The power of positive framing
To break this cycle, it’s crucial to reframe your thoughts and focus on what you do want. Instead of telling yourself, “I don’t want to feel anxious,” try saying, “I want to feel calm and in control.” This simple shift in language has a powerful effect on the brain. When you focus on positive outcomes, you are training your mind to seek them out.
This is where the concept of reticular activation comes into play. The reticular activating system (RAS) is a network of neurons in the brain that filters information and helps us focus on what we deem important. Think of it as a radar that scans the environment for anything that matches the signals we send it. If you constantly think about negative outcomes — like anxiety, pain or failure — your brain will hone in on these things. However, if you shift your focus to positive goals, your RAS will begin to seek out opportunities and solutions aligned with those goals.
For example, if you tell your brain, “I want to find moments of calm today,” your RAS will start filtering your environment to pick up on those moments, whether it's the sound of birds outside your window or the brief respite of a quiet room. Over time, this process helps to create new thought patterns that reduce anxiety.
Tips for managing anxiety during menopause
Now that we understand the science behind our thinking, let’s explore some practical strategies for managing anxiety during menopause:
Practice mindfulness:
Mindfulness helps anchor you in the present moment, reducing anxiety by preventing the mind from spiralling into worry about the future or dwelling on the past. Incorporating simple mindfulness techniques like deep breathing, body scans, or guided meditation can significantly reduce anxiety.
Positive visualisation:
Spend time each day visualising how you want to feel. Picture yourself calm, happy and in control. By repeatedly sending these positive signals to your brain, you train your RAS to focus on those outcomes.

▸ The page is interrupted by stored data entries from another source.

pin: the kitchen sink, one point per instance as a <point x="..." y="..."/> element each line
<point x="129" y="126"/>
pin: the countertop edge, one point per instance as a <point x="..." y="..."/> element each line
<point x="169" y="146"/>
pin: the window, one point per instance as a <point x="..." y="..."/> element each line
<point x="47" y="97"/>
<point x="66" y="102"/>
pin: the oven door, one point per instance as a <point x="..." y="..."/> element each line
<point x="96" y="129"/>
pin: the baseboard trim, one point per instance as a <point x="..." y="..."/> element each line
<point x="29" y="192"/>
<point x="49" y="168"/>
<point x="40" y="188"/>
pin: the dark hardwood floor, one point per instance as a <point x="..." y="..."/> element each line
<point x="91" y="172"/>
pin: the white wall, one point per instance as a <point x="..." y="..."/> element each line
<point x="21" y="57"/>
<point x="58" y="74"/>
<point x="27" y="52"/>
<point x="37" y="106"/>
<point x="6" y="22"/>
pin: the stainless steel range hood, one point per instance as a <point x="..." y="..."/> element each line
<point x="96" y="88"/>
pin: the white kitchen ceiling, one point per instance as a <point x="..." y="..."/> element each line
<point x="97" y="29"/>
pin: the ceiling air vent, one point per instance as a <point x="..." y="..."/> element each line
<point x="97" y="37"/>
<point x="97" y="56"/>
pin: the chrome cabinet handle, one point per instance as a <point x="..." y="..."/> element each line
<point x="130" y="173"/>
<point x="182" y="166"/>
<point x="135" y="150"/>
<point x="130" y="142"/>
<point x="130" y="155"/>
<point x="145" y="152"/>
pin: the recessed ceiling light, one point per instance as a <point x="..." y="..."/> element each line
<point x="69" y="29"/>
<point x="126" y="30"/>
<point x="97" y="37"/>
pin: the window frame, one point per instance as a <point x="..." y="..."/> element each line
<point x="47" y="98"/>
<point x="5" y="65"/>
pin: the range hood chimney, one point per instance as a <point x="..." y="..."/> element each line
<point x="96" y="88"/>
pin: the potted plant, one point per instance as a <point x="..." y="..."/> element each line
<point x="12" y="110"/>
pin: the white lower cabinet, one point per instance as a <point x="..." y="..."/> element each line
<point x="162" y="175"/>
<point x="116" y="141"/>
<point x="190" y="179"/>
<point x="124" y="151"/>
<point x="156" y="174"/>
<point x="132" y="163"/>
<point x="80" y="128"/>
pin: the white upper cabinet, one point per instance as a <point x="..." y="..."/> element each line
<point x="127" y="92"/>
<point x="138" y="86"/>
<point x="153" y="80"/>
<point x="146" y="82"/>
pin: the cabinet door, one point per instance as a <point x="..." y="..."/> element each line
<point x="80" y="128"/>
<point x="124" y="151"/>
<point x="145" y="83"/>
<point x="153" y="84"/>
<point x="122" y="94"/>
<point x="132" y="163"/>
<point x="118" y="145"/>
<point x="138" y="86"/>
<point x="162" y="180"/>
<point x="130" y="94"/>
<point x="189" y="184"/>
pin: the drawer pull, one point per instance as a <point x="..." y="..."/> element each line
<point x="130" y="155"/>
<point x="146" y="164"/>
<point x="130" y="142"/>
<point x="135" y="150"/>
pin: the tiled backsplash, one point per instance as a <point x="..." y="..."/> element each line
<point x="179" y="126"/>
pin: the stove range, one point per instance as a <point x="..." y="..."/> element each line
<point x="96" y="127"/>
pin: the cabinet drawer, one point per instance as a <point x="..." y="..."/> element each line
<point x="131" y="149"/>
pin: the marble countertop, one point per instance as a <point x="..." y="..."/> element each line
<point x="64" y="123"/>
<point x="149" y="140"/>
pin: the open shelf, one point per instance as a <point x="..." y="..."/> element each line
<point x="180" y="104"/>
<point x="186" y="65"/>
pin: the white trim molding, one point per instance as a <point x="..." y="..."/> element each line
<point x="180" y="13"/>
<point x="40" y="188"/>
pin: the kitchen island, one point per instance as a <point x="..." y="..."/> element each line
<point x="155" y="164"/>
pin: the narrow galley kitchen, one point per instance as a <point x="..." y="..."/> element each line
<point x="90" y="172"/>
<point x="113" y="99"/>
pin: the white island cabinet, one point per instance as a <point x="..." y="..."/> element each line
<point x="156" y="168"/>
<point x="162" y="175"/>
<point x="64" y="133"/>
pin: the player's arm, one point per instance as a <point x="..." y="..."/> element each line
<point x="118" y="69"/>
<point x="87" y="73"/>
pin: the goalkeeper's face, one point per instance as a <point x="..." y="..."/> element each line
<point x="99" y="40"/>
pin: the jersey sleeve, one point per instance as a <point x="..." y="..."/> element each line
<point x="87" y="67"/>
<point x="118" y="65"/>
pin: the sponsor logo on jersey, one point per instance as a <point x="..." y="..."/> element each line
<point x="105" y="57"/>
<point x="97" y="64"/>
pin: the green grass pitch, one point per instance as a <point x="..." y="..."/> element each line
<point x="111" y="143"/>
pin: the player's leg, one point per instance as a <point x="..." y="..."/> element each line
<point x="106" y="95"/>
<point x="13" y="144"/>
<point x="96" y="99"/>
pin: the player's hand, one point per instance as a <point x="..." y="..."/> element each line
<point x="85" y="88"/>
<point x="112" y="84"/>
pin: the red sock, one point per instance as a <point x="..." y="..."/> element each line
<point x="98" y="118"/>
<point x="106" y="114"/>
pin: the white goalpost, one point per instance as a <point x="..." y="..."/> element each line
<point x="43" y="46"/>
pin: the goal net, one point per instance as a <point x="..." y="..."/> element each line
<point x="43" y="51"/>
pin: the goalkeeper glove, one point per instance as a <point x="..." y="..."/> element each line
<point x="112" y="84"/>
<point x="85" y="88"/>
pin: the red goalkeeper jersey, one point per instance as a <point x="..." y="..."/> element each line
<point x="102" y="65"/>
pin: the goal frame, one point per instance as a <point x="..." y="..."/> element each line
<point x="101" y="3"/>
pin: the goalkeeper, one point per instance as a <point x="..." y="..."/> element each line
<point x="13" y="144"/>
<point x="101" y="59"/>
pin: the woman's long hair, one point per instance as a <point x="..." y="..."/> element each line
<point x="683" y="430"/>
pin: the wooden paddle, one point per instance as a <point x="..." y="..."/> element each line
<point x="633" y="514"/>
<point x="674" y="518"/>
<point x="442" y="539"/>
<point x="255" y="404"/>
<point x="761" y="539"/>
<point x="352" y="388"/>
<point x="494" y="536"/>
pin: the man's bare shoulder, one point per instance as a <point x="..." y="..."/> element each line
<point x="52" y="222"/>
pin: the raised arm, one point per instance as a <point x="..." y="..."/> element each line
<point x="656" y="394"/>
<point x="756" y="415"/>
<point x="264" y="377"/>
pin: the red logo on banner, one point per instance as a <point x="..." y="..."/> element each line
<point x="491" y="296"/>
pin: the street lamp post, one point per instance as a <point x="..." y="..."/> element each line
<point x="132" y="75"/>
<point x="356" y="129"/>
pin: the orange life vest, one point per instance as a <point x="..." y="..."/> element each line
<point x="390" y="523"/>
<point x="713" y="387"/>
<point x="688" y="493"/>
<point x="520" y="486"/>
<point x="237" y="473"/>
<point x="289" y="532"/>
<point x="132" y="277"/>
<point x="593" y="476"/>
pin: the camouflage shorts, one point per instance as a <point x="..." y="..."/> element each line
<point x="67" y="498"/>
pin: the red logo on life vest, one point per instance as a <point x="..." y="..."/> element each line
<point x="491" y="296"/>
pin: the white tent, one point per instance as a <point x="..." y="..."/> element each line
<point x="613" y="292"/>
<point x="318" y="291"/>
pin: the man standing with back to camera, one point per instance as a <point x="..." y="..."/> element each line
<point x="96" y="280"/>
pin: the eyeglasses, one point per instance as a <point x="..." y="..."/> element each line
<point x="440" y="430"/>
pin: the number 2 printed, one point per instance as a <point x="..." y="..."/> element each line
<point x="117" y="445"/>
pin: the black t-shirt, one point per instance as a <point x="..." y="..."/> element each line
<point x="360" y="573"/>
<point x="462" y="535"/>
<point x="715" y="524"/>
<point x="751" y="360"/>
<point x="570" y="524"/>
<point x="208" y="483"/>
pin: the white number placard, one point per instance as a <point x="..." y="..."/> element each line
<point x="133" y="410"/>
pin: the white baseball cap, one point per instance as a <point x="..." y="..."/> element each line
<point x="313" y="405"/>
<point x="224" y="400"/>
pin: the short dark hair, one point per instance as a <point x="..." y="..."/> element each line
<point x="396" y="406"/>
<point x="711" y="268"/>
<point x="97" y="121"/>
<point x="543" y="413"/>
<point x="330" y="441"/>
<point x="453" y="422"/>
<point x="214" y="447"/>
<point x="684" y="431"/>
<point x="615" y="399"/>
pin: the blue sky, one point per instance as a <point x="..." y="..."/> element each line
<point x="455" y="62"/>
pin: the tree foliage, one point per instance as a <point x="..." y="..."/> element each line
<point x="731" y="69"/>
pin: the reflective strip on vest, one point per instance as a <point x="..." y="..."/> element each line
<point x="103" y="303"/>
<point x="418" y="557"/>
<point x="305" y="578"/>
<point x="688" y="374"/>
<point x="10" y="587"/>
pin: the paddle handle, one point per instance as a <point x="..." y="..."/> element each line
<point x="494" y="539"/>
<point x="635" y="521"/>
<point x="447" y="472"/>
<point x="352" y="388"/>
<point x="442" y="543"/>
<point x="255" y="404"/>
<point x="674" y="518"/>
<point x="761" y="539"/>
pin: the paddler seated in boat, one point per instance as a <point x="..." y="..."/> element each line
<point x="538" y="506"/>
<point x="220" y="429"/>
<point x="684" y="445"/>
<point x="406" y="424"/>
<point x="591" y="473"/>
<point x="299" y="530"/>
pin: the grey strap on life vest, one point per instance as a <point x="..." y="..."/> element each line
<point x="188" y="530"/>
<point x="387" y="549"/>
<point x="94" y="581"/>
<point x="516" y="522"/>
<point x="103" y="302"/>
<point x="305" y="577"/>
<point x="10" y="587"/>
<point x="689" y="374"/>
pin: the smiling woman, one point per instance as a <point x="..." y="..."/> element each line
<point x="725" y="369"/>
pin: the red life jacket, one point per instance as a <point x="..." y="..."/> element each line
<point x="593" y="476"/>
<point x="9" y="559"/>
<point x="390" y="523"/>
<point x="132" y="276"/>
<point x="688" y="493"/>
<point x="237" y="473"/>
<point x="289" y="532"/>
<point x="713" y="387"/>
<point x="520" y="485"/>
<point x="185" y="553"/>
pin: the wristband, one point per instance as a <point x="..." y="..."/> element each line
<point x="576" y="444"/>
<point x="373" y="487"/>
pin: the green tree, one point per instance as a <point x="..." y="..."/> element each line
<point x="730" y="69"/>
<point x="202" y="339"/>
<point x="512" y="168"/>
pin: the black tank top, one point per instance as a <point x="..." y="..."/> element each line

Challenge negative thoughts:
When you catch yourself thinking, “I’m going to fail” or “This is too much,” pause and reframe the thought. Ask yourself, “What do I want to happen instead?” and focus on that.
Daily gratitude practice:
Focusing on what you are grateful for each day can shift your mindset from anxiety to contentment. This practice trains your brain to notice the positive aspects of your life, helping to counterbalance negative thinking patterns.
Get physical:
Exercise is a fantastic way to reduce anxiety. Even a short walk can help regulate mood by releasing endorphins, the body’s natural “feel-good” chemicals. Additionally, engaging in regular physical activity supports overall health, which is particularly important during menopause.
Connect with others:
Isolation can exacerbate anxiety, so it’s essential to maintain social connections. Whether through family, friends, or support groups, sharing your experiences with others can help you feel less alone and provide emotional relief.
Moving forward with confidence
Menopause is a time of transition and with it comes challenges, including heightened anxiety. However, by understanding how your brain works and implementing these strategies, you can regain a sense of control and improve your emotional well-being.
Remember, focusing on what you do want, whether it’s peace, joy, or calm, will lead your brain to find opportunities for those outcomes. It’s about shifting your perspective, retraining your brain, and empowering yourself to navigate this phase of life with confidence and clarity.